I swerved to the grassy shoulder and stopped. We were on one of the secondary roads in the higher section of the park, and, on a weekday, there wasn’t a soul in sight. To the left was woods, sloping down; to the right was a stretch of meadow with scattered trees, gently rising. All it needed was a herd of cows to make it a remote spot in Vermont.
“Is this a dead-end road?” Wolfe asked.
“No,” I told him, “it goes on over the hill and meets the north drive going east.”
“Then get out, please.” I did so. Wolfe handed me the grenade. “Take this thing.” He pointed up the rise, at right angles to the road, to a big tree in the meadow. “Put it on the ground there at the base of that tree. Next to the trunk.”
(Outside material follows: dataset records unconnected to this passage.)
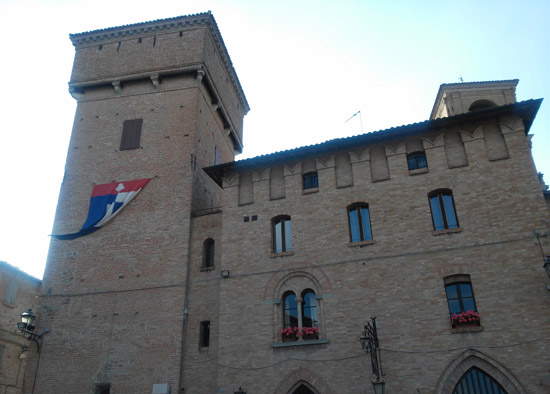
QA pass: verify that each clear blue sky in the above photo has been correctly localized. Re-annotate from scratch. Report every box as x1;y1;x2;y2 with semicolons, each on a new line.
1;0;548;278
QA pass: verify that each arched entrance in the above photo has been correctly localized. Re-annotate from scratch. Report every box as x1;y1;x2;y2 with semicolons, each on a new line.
435;349;526;394
292;384;316;394
453;367;508;393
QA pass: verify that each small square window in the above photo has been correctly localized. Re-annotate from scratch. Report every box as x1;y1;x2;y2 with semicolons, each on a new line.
302;172;319;189
407;151;428;170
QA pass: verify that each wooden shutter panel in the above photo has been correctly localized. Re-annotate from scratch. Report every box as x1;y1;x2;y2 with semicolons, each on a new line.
120;119;143;150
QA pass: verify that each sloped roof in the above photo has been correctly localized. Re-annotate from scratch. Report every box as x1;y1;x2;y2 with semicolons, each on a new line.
204;98;542;186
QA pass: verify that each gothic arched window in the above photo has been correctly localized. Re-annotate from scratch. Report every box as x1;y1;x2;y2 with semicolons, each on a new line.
453;367;508;394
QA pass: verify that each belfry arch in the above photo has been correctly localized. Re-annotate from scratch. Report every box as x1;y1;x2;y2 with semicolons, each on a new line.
435;349;527;394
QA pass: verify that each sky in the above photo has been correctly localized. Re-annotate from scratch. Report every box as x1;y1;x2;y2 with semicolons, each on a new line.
0;0;548;279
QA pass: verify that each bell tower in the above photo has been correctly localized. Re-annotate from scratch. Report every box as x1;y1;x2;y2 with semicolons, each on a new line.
430;79;518;119
37;12;248;394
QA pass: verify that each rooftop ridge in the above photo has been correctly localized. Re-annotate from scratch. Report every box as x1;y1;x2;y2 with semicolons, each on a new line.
69;12;212;41
439;79;519;88
69;12;249;112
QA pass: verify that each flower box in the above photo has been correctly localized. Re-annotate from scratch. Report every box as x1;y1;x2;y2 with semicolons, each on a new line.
281;326;320;341
450;310;480;328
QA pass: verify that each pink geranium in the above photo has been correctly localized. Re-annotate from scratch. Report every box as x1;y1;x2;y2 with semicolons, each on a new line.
281;326;320;337
450;311;480;327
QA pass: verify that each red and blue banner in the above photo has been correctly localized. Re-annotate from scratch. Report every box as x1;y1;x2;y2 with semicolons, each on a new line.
52;178;151;240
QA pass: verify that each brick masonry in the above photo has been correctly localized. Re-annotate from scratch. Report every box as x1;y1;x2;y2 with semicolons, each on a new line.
32;12;549;394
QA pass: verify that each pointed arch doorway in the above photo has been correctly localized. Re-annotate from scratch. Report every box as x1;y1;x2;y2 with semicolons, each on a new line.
453;367;508;394
289;382;318;394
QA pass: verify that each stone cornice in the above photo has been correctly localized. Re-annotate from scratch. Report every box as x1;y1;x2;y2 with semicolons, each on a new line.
69;12;249;113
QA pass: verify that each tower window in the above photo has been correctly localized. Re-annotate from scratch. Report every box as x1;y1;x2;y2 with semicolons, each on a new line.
120;119;143;151
302;172;319;189
199;320;210;347
428;189;459;231
272;215;292;253
347;203;372;242
202;239;215;271
407;151;428;170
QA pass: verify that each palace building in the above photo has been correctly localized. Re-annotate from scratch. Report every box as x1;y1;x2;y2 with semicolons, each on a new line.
24;12;550;394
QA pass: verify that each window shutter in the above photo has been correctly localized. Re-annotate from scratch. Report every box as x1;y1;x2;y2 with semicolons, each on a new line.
120;119;143;150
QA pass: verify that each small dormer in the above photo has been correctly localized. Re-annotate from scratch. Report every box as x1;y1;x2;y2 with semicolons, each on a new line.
430;79;518;119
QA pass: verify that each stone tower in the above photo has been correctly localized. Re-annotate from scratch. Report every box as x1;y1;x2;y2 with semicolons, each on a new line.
37;13;248;394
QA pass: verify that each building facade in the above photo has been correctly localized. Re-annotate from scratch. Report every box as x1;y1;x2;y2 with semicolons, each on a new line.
0;261;41;394
34;12;549;394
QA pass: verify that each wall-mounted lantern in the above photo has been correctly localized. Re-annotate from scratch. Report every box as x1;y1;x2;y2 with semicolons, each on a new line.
360;317;385;394
16;309;48;351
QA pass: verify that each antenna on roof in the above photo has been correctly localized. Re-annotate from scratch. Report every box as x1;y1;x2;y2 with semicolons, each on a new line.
345;110;363;132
“Just lay it on the ground?”
“Yes.”
I obeyed. On my way across the meadow, a good hundred yards, and back again, I spent the time making book. I finally settled on even money. That may sound like shading it in Wolfe’s favor, but I was right there listening to it and seeing them. Wolfe’s voice alone was half of it. It was hard, dry, assured. It made it hard to believe that anything it said would happen, wouldn’t happen. The other half was the way Shattuck looked. Now that I wasn’t driving and could take him in, I realized that the jolt he had got in the office, utterly unexpected, had given him a shock that he hadn’t even begun to recover from. He was flat, taking the count, and Wolfe was doing the counting. When I reached the car Wolfe was saying:
“If so, you’re mistaken. I would prefer to fight it out with you, and so would General Carpenter. You don’t stand a chance. If you’re not put to death by the people of the state of New York, you’re done for anyhow. At a minimum, irremediable disgrace, the ruin of your career. But I don’t pretend that I brought you here, to this, as a favor to you. We would prefer to fight it out with you, but we’re working for our country, and our country is at war. To break a scandal like this, at this time, would do enormous damage. If it can possibly be avoided, it should be. I say that not to affect your decision, for I know it wouldn’t, but to explain why I took the trouble to bring you here.”
I opened the front door on Shattuck’s side, leaned against it to keep it from swinging shut, and told Wolfe, “There’s a flat rock there right near the tree. I put it on that.”
Shattuck looked at me as if he was going to say something, but nothing came out. He wet his lips with his tongue, kept on looking at me, and then wet his lips again.